We left the cars about 9:00 am and it was already warming into the high 50’s and low 60’s. Our destination was a place along the creek called the Narrows, where the canyon get very deep and narrow and it would be hard to traverse it without getting wet or detouring up the steep walls to avoid the difficult places.   We hiked west along a jeep trail and soon came to the remains of the adobe structure mentioned above.

What's left of an old adobe cabin.

A short distance later we crested a low hill and could look down at the creek and the canyon further to the southwest.

Looking down into the start of the canyon.

There is a trail visible in some places along the creek but more often than not you simply walk along the edge of the creek and choose the easiest route.

Wandering along the creek.

It wasn’t long before we came to some very interesting and colorful rocks along the west side of the canyon.

At this point the canyon was still pretty wide but the further south we went, the more it began to narrow.

Canyon beginning to narrow.

In this section tall stacks of rock lined the canyon and as you gaze upward you feel so small.

I wonder how tall that one is?

We began to crisscross the creek more often now and the canyon widened and narrowed several times. There was always something interesting to see and each bend in the creek brought new surprises.

Is that a cave?

We finally came to a place where there was a little waterfall.  The rocks on either side seemed impassable. We made a short detour over a small ridge then dropped steeply into a deeper and narrower section of the canyon. Now it was just rock-hopping along the wider edge of the creek and stopping frequently to take in all the wonderful scenery.

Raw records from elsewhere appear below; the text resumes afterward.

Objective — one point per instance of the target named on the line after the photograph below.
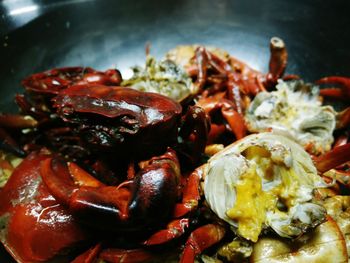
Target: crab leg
(115, 255)
(190, 195)
(337, 93)
(138, 200)
(201, 239)
(202, 62)
(343, 119)
(175, 229)
(333, 158)
(8, 144)
(278, 61)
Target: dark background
(38, 35)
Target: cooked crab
(294, 109)
(264, 181)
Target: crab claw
(35, 226)
(342, 93)
(143, 201)
(333, 158)
(201, 239)
(55, 80)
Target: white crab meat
(184, 55)
(264, 180)
(164, 77)
(294, 109)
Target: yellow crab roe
(252, 202)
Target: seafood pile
(196, 158)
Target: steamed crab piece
(164, 77)
(324, 244)
(183, 55)
(295, 110)
(264, 180)
(339, 208)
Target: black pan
(36, 35)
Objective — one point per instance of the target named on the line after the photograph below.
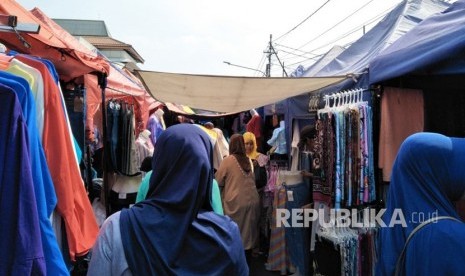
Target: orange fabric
(402, 114)
(69, 62)
(73, 204)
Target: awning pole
(102, 81)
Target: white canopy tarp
(228, 94)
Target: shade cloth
(227, 93)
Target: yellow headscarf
(249, 136)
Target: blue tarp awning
(434, 46)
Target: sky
(199, 36)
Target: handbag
(261, 177)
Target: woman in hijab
(251, 150)
(427, 177)
(239, 195)
(259, 161)
(173, 231)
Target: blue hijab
(174, 231)
(427, 176)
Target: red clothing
(73, 204)
(402, 114)
(255, 126)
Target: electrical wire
(335, 25)
(303, 21)
(342, 36)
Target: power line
(302, 21)
(342, 36)
(324, 32)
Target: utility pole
(269, 52)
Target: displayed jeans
(298, 238)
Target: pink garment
(255, 126)
(402, 114)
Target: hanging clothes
(45, 196)
(19, 215)
(397, 123)
(73, 204)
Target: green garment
(144, 187)
(216, 197)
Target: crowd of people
(192, 217)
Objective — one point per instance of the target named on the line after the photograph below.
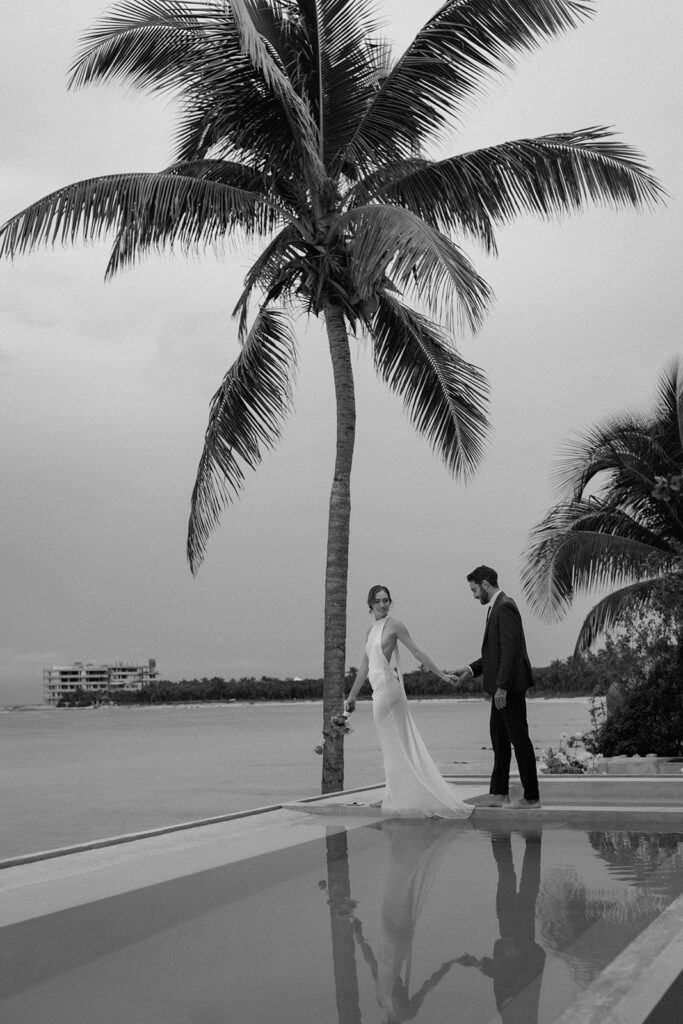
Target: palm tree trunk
(336, 573)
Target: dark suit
(505, 665)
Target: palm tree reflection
(517, 961)
(341, 925)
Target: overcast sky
(105, 387)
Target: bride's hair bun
(374, 591)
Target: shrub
(650, 718)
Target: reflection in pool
(401, 921)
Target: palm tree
(298, 125)
(620, 519)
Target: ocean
(71, 776)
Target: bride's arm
(408, 641)
(360, 677)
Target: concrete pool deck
(641, 985)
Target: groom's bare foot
(493, 800)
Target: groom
(507, 676)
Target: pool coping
(628, 991)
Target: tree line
(590, 674)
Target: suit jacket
(504, 660)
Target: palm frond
(452, 57)
(265, 58)
(341, 70)
(444, 396)
(273, 267)
(145, 43)
(146, 211)
(386, 241)
(610, 610)
(247, 415)
(584, 546)
(548, 176)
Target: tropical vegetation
(619, 522)
(298, 125)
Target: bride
(415, 786)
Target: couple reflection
(517, 961)
(417, 852)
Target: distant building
(60, 682)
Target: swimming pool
(390, 921)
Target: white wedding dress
(415, 787)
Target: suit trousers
(509, 730)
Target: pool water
(398, 921)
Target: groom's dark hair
(481, 573)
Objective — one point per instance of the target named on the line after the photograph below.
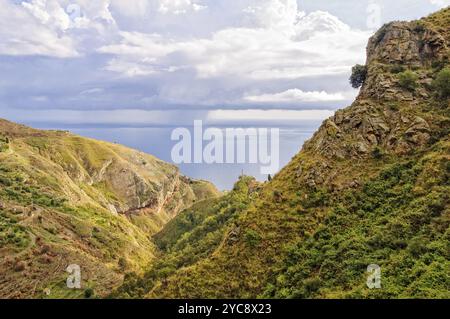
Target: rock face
(384, 114)
(357, 188)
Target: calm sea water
(157, 141)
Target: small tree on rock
(359, 75)
(442, 83)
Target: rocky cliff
(370, 187)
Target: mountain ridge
(61, 194)
(371, 186)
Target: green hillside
(67, 200)
(370, 187)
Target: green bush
(359, 75)
(408, 80)
(442, 83)
(88, 293)
(377, 153)
(397, 69)
(252, 238)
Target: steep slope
(370, 187)
(67, 200)
(193, 235)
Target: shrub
(397, 69)
(408, 80)
(377, 153)
(359, 75)
(442, 83)
(88, 293)
(252, 238)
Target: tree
(442, 83)
(408, 80)
(359, 75)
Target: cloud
(33, 37)
(256, 115)
(296, 96)
(177, 7)
(440, 3)
(284, 44)
(180, 54)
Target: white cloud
(255, 115)
(285, 46)
(440, 3)
(25, 33)
(177, 7)
(296, 96)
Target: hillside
(370, 187)
(66, 200)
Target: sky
(101, 67)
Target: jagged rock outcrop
(385, 115)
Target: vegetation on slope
(371, 187)
(192, 236)
(68, 200)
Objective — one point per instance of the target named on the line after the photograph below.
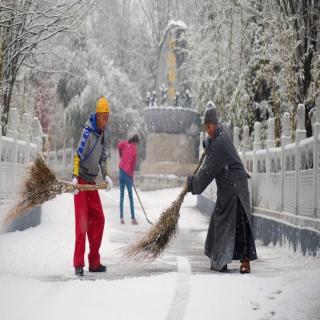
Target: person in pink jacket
(128, 158)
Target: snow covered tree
(25, 26)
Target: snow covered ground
(37, 281)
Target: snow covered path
(37, 281)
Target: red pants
(89, 220)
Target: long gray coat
(224, 164)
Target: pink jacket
(128, 155)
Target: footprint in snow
(255, 305)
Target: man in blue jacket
(90, 159)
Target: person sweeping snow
(89, 218)
(230, 233)
(128, 158)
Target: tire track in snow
(181, 296)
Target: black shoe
(78, 271)
(101, 268)
(224, 269)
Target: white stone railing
(285, 180)
(17, 150)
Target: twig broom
(153, 243)
(40, 184)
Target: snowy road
(37, 281)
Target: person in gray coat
(230, 234)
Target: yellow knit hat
(102, 105)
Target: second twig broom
(152, 244)
(40, 184)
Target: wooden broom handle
(185, 189)
(87, 187)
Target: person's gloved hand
(75, 183)
(108, 180)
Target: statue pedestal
(169, 154)
(172, 146)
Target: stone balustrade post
(1, 177)
(270, 143)
(13, 133)
(245, 143)
(36, 134)
(316, 151)
(25, 134)
(256, 146)
(236, 137)
(300, 135)
(64, 156)
(285, 139)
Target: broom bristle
(154, 242)
(39, 185)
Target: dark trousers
(126, 181)
(244, 242)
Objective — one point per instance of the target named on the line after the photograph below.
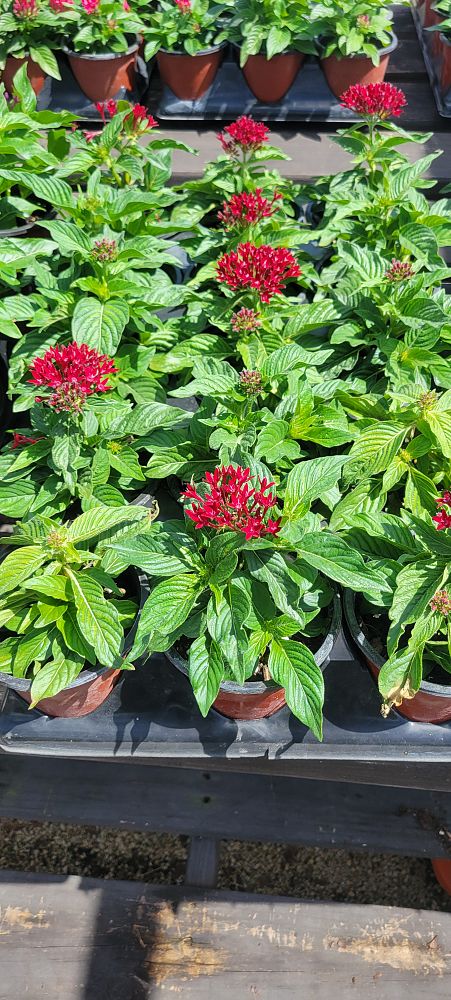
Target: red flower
(442, 519)
(73, 372)
(106, 106)
(232, 502)
(19, 440)
(265, 268)
(376, 100)
(243, 209)
(243, 135)
(441, 602)
(25, 8)
(399, 270)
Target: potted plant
(67, 625)
(102, 47)
(245, 606)
(184, 36)
(273, 37)
(357, 41)
(30, 33)
(407, 645)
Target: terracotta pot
(432, 703)
(92, 686)
(343, 72)
(442, 872)
(189, 77)
(35, 74)
(102, 76)
(260, 699)
(270, 79)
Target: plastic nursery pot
(92, 686)
(189, 77)
(270, 79)
(345, 71)
(101, 76)
(432, 703)
(260, 699)
(35, 74)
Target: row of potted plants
(101, 39)
(291, 394)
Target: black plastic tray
(65, 94)
(425, 38)
(152, 714)
(309, 99)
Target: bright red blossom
(243, 209)
(376, 100)
(265, 269)
(442, 519)
(231, 502)
(20, 440)
(73, 372)
(243, 135)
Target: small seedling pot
(101, 76)
(432, 703)
(36, 75)
(270, 79)
(260, 699)
(345, 71)
(189, 77)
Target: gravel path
(267, 868)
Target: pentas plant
(34, 28)
(103, 26)
(418, 630)
(183, 26)
(85, 442)
(60, 611)
(245, 583)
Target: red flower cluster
(442, 519)
(243, 135)
(245, 321)
(233, 503)
(266, 269)
(244, 209)
(399, 270)
(25, 8)
(441, 602)
(20, 440)
(90, 6)
(73, 372)
(376, 100)
(104, 250)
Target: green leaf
(100, 325)
(293, 666)
(18, 565)
(206, 671)
(310, 480)
(97, 618)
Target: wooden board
(84, 939)
(226, 806)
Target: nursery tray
(152, 714)
(66, 95)
(443, 101)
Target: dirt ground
(308, 873)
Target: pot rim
(251, 688)
(365, 647)
(102, 56)
(203, 52)
(87, 675)
(386, 51)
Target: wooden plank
(219, 805)
(84, 939)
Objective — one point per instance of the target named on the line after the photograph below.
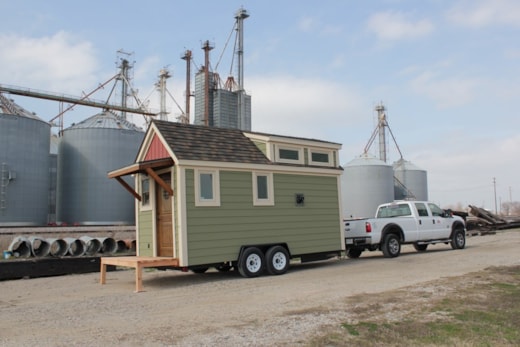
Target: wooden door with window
(164, 219)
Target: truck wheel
(277, 260)
(458, 241)
(391, 246)
(251, 263)
(420, 248)
(354, 253)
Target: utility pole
(206, 46)
(187, 57)
(240, 16)
(495, 191)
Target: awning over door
(147, 167)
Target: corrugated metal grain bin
(366, 183)
(87, 151)
(24, 166)
(412, 182)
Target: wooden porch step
(138, 263)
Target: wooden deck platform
(138, 263)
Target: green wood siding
(145, 230)
(216, 233)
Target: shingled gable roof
(195, 142)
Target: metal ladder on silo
(4, 181)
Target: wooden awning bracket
(146, 167)
(159, 180)
(128, 187)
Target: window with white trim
(263, 191)
(321, 158)
(286, 154)
(207, 187)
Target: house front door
(164, 219)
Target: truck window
(436, 210)
(421, 209)
(397, 210)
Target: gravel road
(224, 309)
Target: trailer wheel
(458, 241)
(354, 253)
(420, 248)
(277, 260)
(391, 246)
(251, 263)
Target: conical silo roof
(10, 107)
(106, 120)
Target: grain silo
(24, 166)
(87, 151)
(366, 183)
(410, 181)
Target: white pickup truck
(419, 223)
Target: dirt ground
(224, 309)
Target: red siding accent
(156, 150)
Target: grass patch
(481, 309)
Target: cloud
(463, 174)
(483, 13)
(60, 63)
(312, 25)
(304, 107)
(445, 92)
(392, 26)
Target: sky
(447, 72)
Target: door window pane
(206, 186)
(261, 182)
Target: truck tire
(391, 246)
(277, 259)
(458, 240)
(251, 262)
(420, 248)
(354, 253)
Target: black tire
(458, 240)
(251, 262)
(354, 253)
(420, 248)
(277, 260)
(391, 246)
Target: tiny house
(227, 198)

The pool below the little waterfall.

Looking off the little ridge we detoured over.

Sycamore trees along the creek.

Finally the canyon narrowed to the point that it would take some serious scrambling to traverse it further. It was time to have a bite of lunch and get ready for the return trip.

It's swim or climb to get passed this one!

After lunch we returned the same way we had come in. It was a beautiful hike, both ways!  I can see why this is such a popular place and what brings people back again and again.

I hope you have enjoyed this adventure and hope you will find the beauty in the world around you.